问题
I wrote an application in Nodejs that encrypts user passwords using AES-256-CTR :
const crypto = require('crypto')
const masterkey = 'azertyuiopazertyuiopazertyuiopaz'
const cipher = crypto.createCipher('aes-256-ctr', masterkey)
console.log(cipher.update('antoine', 'utf8', 'hex') + cipher.final('hex')) //=> 6415bc70ad76c6
It then gets persisted into a database and now I'm trying to decipher it from a Python script using PyCrypto like this :
masterkey = 'azertyuiopazertyuiopazertyuiopaz'
password = '6415bc70ad76c6'
from Crypto.Cipher import AES
import os
import binascii
counter = os.urandom(16)
# counter = bytes(16) # does not work
# counter = masterkey[0:16].encode() # does not work
cipher = AES.new(masterkey, AES.MODE_CTR, counter=lambda: counter)
print(cipher.decrypt(binascii.a2b_hex(password)))
But it gives me completely wrong results here.
Do you know what I am missing ?
EDIT
Thanks to zaph, it appears that the way my Javascript code encrypts data is insecure. I still have to figure out what IV is being used internally by Node. I've tried many without success
masterkey[0:16].encode()
bytes(16)
回答1:
Update based on new information in the question: The best bet is that Nodejs is using a default counter value.
The same counter value must be used for both encryption and decryption. But no counter value is provided on encryption and a random value is used on decryption so it can never work.
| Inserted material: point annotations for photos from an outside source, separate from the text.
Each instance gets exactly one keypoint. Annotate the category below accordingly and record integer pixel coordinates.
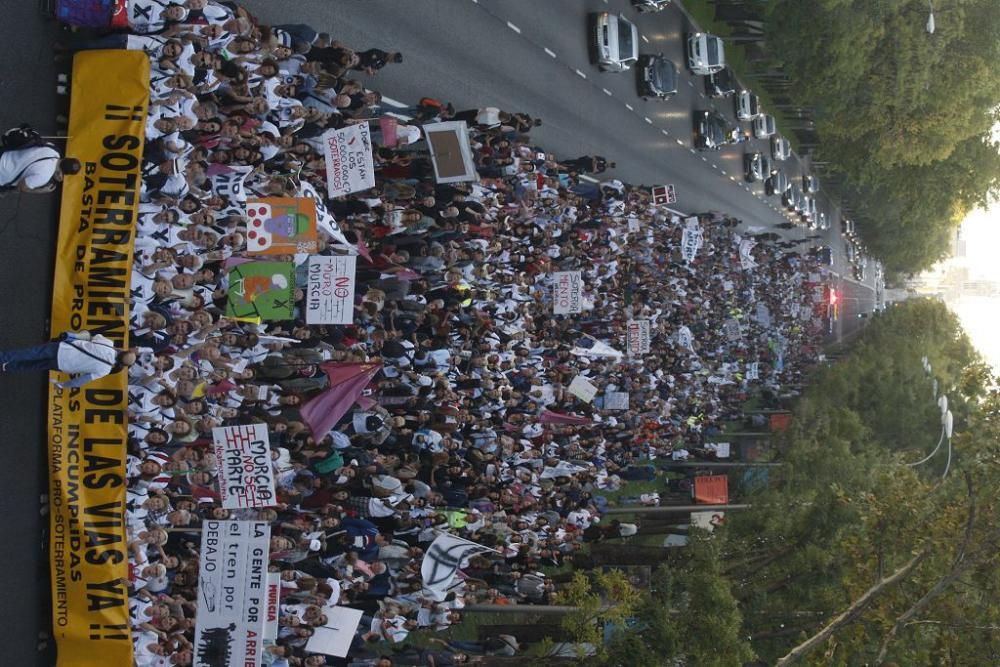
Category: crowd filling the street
(497, 355)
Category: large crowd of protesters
(454, 299)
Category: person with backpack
(29, 164)
(76, 353)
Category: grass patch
(703, 13)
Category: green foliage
(848, 513)
(689, 618)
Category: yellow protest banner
(87, 426)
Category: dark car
(657, 77)
(713, 130)
(791, 199)
(720, 84)
(823, 254)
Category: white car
(650, 5)
(747, 105)
(616, 42)
(763, 126)
(756, 166)
(781, 148)
(705, 53)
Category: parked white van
(705, 53)
(616, 42)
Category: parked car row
(615, 48)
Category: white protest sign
(336, 636)
(731, 328)
(330, 294)
(582, 388)
(637, 337)
(721, 449)
(232, 600)
(664, 194)
(685, 338)
(349, 163)
(747, 261)
(243, 464)
(567, 292)
(273, 609)
(691, 239)
(616, 400)
(707, 520)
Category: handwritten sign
(349, 163)
(637, 337)
(330, 295)
(583, 389)
(567, 292)
(243, 462)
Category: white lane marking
(392, 102)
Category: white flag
(443, 558)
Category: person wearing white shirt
(89, 358)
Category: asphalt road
(27, 242)
(532, 56)
(522, 55)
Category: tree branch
(851, 612)
(958, 567)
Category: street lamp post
(947, 421)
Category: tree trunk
(531, 633)
(627, 554)
(850, 613)
(670, 509)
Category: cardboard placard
(243, 464)
(350, 166)
(567, 292)
(330, 293)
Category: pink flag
(363, 250)
(366, 403)
(549, 417)
(388, 126)
(347, 381)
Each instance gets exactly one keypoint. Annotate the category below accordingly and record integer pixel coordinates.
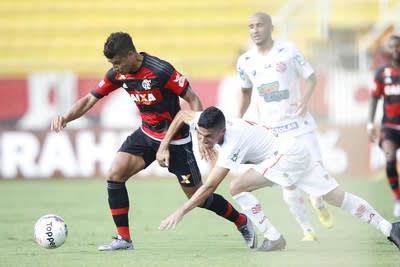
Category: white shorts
(291, 164)
(310, 142)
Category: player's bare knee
(334, 197)
(236, 187)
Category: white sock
(363, 210)
(317, 202)
(295, 200)
(252, 208)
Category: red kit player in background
(387, 85)
(155, 87)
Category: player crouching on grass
(156, 88)
(277, 160)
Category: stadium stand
(201, 37)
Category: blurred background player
(277, 159)
(387, 85)
(270, 76)
(155, 87)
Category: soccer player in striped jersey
(278, 159)
(387, 86)
(270, 75)
(156, 87)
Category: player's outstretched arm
(181, 118)
(216, 176)
(77, 110)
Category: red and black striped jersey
(155, 88)
(387, 84)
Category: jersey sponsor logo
(286, 128)
(146, 98)
(393, 89)
(146, 84)
(300, 60)
(185, 178)
(280, 66)
(180, 79)
(270, 92)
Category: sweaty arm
(77, 110)
(244, 101)
(216, 176)
(309, 89)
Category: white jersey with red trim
(275, 81)
(245, 143)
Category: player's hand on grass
(58, 124)
(162, 156)
(171, 221)
(206, 153)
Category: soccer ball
(50, 231)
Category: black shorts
(389, 134)
(182, 162)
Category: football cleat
(394, 236)
(248, 233)
(325, 217)
(396, 209)
(117, 243)
(271, 245)
(309, 236)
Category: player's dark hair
(212, 118)
(118, 44)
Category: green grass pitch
(201, 239)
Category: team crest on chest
(145, 98)
(280, 66)
(146, 84)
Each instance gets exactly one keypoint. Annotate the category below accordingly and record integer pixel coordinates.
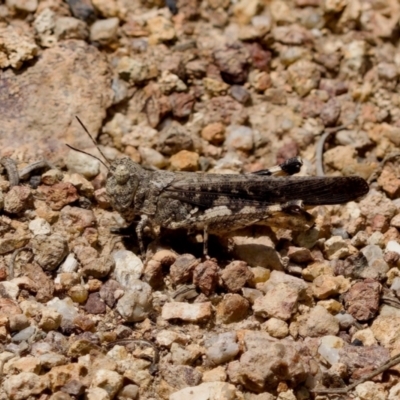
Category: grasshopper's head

Use: crypto.createCipheriv(algorithm, key, iv)
where iv
is the random counter initial value.
It is necessary to create a random counter value on encryption and save it so that the same initial counter value can be used on decryption. One option is to prefix the encrypted data with the counter value, it does not need to be secret. Then on decryption it can be split from the encrypted data and used.
Also when using CTR mode the same initial counter value must never be use again with the same key.
See CTR mode
PyCrypto documentation CTR mode:
MODE_CBC
Cipher-Block Chaining (CBC). Each of the ciphertext blocks depends on the current and all previous plaintext blocks. An Initialization Vector (IV) is required.The IV is a data block to be transmitted to the receiver. The IV can be made public, but it must be authenticated by the receiver and it should be picked randomly.)
The IV is the initial counter value.
[Nodejs dociumewnrtation: Class: Cipher:
crypto.createCipheriv(algorithm, key, iv)
algorithm <string>
key <string> | <Buffer> | <TypedArray> | <DataView>
iv <string> | <Buffer> | <TypedArray> | <DataView>
Creates and returns a Cipher object, with the given algorithm, key and initialization vector (iv).